さて、このシリーズも第2弾に入りました(フチ子の服の色が違います)が、この中では個人の抱えるストレスという視点から脱却して、働く事の本質に少しでも迫っていけたらいいなと思ってます。
しばらくこのシリーズに間が空いていたのは、「労働とは何か?」という視点で書かれた本で妥当と思われるものがとても少なかったからです。これにはびっくりしました。逆に過剰だな感じた本の種類はこうすればビジネスで成功する!とかストレスと上手く付き合う方法だったり、仕事を上手く進めるためのコツだったりと、仕事を選択した後の話ばかりの書籍が多かったためです。
今の私たち労働者が求めているものって、そもそも労働って何だろうってことなんじゃないかと思っています。そういうフェーズに私たちは立っているんじゃないかと。

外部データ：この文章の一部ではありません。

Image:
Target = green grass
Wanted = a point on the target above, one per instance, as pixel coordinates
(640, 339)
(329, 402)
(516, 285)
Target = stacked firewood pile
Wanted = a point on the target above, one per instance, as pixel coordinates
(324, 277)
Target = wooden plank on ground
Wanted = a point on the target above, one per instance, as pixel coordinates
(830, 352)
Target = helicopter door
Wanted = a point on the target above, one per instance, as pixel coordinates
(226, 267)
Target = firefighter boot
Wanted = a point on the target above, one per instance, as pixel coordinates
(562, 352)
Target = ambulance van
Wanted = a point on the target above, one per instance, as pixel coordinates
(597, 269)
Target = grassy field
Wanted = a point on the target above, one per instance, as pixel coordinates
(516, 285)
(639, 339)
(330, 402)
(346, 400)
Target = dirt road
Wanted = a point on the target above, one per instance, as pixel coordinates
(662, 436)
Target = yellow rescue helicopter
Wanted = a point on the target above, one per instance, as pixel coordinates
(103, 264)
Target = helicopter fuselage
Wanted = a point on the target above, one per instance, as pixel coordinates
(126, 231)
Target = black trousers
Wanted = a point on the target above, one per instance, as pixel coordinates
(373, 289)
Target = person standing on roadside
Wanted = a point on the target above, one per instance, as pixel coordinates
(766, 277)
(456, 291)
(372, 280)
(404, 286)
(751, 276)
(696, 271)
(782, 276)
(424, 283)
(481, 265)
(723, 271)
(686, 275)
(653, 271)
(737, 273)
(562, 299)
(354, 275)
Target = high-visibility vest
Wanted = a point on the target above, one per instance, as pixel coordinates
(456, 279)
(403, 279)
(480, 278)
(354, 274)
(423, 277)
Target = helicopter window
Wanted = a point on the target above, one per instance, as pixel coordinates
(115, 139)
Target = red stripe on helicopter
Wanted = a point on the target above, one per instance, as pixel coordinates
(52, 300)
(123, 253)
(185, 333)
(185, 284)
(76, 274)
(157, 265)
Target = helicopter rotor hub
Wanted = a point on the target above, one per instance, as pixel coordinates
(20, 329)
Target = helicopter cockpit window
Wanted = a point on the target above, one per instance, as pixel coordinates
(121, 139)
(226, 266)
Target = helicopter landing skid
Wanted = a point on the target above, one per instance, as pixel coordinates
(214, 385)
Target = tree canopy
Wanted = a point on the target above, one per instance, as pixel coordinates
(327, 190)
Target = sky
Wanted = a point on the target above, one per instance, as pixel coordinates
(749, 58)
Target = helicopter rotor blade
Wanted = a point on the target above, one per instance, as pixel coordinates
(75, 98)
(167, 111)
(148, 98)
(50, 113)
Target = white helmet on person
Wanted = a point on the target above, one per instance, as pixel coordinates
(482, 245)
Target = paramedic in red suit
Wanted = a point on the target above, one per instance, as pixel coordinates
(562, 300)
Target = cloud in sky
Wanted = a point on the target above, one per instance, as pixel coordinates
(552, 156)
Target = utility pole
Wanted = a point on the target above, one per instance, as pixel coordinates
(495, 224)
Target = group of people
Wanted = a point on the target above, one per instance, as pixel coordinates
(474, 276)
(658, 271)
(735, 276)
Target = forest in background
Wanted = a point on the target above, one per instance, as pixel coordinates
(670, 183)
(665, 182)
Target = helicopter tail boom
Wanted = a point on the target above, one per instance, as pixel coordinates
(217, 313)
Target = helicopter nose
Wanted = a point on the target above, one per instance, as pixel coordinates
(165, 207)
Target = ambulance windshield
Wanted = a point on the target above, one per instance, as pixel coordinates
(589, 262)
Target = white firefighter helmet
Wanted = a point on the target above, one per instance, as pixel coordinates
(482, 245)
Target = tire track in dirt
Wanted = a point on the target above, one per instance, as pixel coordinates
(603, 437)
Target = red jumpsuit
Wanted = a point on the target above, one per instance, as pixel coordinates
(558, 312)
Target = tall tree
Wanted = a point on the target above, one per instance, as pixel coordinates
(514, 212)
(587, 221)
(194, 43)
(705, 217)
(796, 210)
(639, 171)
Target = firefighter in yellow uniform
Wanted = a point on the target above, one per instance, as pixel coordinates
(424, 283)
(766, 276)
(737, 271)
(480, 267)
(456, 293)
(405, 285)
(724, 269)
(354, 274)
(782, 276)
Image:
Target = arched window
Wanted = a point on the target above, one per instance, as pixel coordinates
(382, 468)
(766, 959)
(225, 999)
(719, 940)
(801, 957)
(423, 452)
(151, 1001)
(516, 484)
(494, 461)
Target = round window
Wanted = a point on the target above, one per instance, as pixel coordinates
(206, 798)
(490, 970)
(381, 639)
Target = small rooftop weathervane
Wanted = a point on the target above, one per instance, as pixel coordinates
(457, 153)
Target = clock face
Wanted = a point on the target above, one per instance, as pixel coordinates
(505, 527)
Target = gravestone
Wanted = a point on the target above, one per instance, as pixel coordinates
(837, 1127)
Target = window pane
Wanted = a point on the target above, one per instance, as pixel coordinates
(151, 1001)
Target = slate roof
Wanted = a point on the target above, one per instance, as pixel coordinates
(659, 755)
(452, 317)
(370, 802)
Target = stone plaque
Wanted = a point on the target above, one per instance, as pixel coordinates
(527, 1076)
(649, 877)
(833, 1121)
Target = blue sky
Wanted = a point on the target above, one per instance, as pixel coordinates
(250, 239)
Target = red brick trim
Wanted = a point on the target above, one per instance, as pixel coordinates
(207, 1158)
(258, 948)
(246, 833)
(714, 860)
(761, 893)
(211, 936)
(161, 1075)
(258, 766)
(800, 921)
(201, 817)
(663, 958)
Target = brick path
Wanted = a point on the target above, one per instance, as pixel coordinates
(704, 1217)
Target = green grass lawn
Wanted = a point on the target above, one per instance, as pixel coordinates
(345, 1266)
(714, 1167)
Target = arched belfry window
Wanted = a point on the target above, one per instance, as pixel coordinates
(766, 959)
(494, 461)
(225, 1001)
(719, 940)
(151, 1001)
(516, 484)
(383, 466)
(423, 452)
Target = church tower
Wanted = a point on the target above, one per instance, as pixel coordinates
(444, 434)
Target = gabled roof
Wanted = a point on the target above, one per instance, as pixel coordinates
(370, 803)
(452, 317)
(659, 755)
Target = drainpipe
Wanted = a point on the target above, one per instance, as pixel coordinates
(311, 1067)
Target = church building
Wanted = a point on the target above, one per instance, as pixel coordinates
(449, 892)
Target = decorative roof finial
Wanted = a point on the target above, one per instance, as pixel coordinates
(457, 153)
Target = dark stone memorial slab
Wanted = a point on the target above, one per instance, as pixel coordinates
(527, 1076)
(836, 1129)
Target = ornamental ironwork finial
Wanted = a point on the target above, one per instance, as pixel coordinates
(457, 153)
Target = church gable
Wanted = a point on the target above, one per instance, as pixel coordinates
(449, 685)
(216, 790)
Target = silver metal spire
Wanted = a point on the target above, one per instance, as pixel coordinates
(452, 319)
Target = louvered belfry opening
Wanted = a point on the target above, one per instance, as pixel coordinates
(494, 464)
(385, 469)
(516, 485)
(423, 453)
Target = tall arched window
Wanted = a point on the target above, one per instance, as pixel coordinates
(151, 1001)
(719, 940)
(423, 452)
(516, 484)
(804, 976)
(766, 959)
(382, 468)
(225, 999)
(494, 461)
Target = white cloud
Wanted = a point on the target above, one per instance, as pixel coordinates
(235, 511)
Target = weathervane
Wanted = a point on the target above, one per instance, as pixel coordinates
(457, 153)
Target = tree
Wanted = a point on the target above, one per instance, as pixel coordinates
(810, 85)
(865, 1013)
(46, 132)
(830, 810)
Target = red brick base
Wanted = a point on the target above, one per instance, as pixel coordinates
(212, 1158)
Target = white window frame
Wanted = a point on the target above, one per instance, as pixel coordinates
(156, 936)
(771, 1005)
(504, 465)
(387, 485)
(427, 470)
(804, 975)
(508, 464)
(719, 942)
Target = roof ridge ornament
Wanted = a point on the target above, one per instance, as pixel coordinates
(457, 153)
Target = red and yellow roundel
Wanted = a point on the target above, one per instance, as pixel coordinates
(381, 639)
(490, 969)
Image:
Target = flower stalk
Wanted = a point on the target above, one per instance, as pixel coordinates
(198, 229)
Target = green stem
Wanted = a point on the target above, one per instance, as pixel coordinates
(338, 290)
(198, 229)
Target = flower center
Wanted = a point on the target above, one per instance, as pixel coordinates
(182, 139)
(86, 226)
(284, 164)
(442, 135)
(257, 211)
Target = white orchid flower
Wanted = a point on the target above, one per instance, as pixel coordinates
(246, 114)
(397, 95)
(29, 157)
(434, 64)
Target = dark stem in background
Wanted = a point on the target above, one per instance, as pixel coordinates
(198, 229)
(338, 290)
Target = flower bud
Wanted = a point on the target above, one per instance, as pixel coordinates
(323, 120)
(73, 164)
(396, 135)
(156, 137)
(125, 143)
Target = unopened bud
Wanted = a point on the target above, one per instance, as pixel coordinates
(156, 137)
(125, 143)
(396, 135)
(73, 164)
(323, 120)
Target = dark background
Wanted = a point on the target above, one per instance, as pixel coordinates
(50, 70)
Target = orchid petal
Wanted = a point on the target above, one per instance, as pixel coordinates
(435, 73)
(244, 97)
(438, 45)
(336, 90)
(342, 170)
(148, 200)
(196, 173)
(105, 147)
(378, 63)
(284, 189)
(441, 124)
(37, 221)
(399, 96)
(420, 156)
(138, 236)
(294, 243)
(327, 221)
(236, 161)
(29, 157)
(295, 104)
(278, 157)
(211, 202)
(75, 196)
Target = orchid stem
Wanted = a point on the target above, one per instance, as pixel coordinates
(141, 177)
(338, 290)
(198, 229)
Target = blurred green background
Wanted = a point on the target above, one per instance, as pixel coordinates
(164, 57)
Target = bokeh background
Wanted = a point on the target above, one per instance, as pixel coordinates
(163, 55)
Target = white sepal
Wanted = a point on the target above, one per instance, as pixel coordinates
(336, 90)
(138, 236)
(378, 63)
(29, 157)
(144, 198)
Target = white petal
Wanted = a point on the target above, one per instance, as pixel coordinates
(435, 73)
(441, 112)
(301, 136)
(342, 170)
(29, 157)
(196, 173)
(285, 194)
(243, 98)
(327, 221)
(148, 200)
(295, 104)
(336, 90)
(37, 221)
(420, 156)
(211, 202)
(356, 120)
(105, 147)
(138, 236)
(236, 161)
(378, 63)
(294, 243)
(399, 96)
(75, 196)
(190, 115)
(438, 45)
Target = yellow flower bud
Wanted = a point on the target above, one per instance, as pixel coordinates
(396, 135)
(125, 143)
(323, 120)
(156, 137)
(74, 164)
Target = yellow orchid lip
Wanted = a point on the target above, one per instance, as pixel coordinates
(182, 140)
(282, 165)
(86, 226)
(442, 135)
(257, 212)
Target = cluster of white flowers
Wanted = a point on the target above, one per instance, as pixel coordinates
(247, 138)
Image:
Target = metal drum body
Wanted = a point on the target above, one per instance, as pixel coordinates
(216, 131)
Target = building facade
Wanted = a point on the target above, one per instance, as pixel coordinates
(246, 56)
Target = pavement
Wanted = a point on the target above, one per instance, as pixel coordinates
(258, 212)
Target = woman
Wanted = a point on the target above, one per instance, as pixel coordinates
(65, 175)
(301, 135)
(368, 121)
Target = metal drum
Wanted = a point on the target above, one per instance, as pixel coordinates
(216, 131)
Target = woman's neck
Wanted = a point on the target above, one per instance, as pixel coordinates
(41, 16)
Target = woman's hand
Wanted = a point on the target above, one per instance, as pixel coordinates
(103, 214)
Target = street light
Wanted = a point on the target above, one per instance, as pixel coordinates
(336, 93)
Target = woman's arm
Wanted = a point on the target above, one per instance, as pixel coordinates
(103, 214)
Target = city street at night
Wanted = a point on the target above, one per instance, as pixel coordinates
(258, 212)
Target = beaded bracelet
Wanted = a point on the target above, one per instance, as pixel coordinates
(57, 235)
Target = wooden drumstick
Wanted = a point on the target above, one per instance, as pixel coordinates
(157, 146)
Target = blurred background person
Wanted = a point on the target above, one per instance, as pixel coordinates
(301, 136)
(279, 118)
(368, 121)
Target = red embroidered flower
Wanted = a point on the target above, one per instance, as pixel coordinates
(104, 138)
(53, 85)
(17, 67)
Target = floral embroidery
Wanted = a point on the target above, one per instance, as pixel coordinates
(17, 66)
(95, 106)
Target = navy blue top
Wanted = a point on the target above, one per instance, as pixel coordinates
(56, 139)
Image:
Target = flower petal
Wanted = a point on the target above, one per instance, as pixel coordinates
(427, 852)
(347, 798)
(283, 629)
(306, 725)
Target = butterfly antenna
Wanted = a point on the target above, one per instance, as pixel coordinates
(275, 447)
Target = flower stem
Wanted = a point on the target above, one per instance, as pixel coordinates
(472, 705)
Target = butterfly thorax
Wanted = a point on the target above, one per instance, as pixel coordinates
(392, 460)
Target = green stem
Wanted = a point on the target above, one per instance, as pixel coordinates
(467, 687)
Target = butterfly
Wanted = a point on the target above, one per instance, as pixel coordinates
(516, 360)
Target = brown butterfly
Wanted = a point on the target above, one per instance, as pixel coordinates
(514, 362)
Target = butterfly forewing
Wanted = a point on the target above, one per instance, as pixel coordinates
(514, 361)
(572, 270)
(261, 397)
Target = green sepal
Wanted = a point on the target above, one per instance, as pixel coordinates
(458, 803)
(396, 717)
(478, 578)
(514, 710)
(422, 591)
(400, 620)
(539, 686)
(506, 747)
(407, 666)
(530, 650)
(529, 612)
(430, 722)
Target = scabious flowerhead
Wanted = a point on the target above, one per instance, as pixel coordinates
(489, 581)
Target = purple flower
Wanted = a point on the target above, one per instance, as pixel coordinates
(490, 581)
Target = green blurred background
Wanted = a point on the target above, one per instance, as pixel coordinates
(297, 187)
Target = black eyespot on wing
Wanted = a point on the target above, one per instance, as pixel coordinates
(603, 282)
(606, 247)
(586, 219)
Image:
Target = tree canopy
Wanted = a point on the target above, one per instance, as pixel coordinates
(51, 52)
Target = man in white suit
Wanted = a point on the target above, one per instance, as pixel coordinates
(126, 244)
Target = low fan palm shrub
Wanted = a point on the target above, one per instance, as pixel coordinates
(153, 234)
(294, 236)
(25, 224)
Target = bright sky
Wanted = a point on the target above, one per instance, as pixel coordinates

今回は「アダム・スミス ぼくらはいかに働き、いかに生きるべきか」という本で学ばせてもらいました。このシリーズにぴったりの題名ですね。
アダム・スミスに対する誤解
神の見えざる手を旗印に経済学の父と称されるアダム・スミスが実は道徳哲学者であったことを著者は熱心に説きます。アダム・スミスを有名にした『国富論』の17年前に出版された『道徳情操論』を基礎として話は進んでいきます。当時の英国における時代背景と現代の違いをちゃんと比較しながら話を進めていきますので、その辺はちゃんと書かれてあるなと思いました。とても読み易いです。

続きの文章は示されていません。